I'm not saying all this to say that my life is terrible, or my disease is terrible (it isn't), or that dying of cancer isn't terrible (it is). I'm just acknowledging the emotional pain and physical pain are linked, and in many cases, just different manifestations from the same root cause.

My Dad explained it to me very simply once, when I was about 13. The word disease can be broken down into "dis" and "ease". It simply means to not be at ease.

Thursday, October 22, 2009

My Mornings This Week

I've had some crummy mornings this week. Usually I wouldn't share, but I honestly think it's humorous.

Sidenote: Cross contamination is a big issue when you are a celiac. So, things like butter and cream cheese, where the knife goes back and fourth between the bread and the cream cheese, can be problematic - bread crumbs are left behind! Most people solve this by having two containers of condiments, one for gluten free bread items and one for normal bread items.

Sidenote 2: My commute to work is all of 8 minutes. However, there is construction at a major intersection on my route. Currently the workers seem to be at the paving stage.

Monday: I used the last of the gluten free cream cheese on my bagel.

Tuesday: I realized I never bought new gluten free cream cheese, and decided the normal cream cheese didn't have enough crumbs to make me sick. Clover Street is down to one lane because of paving and it takes me 25 minutes to get to work.

Wednesday: I wake up before my alarm with horrible stomach cramps. For breakfast, I'm ready with new, un-contaminated cream cheese for my bagel, but I discover the microwave is broken so I can't defrost my bagel. On the plus side, traffic runs smoothly!

Thursday: I get woken up by stomach cramps far before my alarm. By now I've figured out maybe using that cream cheese wasn't such a good idea. I manage to fall back asleep, and have horrible nightmares, and oversleep by 20 minutes because of them. The microwave is still broken, so no breakfast for me - not that I'd want to eat it, with the gluten reaction, anyway. I manage to get in the car 2 minutes before I usually leave for work, but sit in traffic for 25 minutes, again, so I'm late for work. Luckily my boss wasn't home. Unluckily, she wasn't home to notice the dog poop in her kitchen. I notice the dog poop as I am walking through the kitchen, and then hear a squish. I hop into my office on one foot and take off my shoe so I can go wash it. As I'm walking back into the kitchen (via a different route than the first time) I step in more dog poop, but this time in my sock. 


Note that this is the end of my post, and it is only Thursday. I'll see what tomorrow brings!

Thursday, October 8, 2009

The Closing From . . .

Today I swore. I don't usually swear, so something must be especially frustrating for me to do so. My statement was "This is the closing from hell". 

Let's recap my home-buying process over the past 3.5 months:

I put in my purchase offer  on a condominium the end of June. 
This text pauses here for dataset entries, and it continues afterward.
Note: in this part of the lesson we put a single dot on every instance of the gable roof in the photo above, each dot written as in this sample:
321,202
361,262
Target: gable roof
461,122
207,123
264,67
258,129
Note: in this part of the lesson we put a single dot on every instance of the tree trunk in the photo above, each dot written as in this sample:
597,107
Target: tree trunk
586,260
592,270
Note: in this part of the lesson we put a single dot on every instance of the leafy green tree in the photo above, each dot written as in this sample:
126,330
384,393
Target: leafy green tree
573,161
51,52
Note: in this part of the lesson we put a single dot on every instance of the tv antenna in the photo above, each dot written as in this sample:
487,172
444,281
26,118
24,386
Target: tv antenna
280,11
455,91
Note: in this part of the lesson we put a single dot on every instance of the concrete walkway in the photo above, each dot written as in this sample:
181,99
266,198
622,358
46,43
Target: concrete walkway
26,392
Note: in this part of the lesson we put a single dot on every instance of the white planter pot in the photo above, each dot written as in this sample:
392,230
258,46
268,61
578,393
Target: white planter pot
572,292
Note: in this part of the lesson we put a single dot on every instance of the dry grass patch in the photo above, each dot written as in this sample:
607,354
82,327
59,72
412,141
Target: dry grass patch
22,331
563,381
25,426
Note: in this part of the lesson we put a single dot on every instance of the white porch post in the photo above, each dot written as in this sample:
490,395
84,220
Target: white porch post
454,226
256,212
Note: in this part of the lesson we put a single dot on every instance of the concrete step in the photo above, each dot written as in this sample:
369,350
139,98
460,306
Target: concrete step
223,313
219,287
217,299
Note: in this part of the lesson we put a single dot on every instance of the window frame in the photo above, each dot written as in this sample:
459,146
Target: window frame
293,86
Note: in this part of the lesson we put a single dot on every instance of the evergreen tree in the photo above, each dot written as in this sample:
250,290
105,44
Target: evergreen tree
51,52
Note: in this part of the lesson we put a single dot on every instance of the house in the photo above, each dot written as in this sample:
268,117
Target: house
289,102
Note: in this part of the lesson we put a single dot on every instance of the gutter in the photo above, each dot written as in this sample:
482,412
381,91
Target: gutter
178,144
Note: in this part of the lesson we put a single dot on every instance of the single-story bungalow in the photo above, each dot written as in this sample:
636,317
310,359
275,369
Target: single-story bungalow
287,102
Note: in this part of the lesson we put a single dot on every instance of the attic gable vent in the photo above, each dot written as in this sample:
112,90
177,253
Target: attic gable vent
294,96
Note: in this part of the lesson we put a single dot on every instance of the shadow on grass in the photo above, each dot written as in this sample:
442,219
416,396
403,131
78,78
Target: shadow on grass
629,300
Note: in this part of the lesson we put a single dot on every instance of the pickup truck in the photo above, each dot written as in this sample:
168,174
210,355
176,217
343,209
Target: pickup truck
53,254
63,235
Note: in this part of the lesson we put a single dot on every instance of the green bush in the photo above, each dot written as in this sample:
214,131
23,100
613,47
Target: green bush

One and a half weeks later the negotiating was over and I received signed paperwork from the seller.

I applied for an FHA mortgage the beginning of July. 

On August 13th I was denied for the FHA loan, because the condo project was not approved for FHA loans. I proceeded to apply for a conventional mortgage. 

On August 28th, my expected closing date, paperwork was not in from the homeowner's association. 

On September 28th, one month after my expected closing date, the paperwork was still not in. 

On September 29th the paper work was in, but I was denied for the conventional mortgage because the paperwork had not been sufficient. 

I was offered a portfolio loan, which I accepted on October 2nd. This loan was denied by a mortgage processor that same day.

The loan, and my file, were taken to the president of the bank on October 6th, and approved. Closing was being scheduled for October 9th. 

On October 8th (today), my attorney discovers that the title is not clear, and advises me strongly against closing until this is cleared up by the seller's attorney. Closing is being scheduled for the end of October. If the title is not clear, I will be walking away from the deal.



Sometimes, there are morals to my stories. A possible moral for this one is to buy a house with cash - at least you could avoid the bank problems. I have a few others, but they are too violent to share publicly. The truth is, whether the industry is a mess or not, buying a home is a smart financial choice if you have a sum of money to use for a down payment. But, go into the process with two expectations. First, that you will drive the progress. Second, that your timeline, as clearly as you state it, is dependent on many things, so you might as well think of home buying as a ongoing process that will have a large presence in your life for several months. 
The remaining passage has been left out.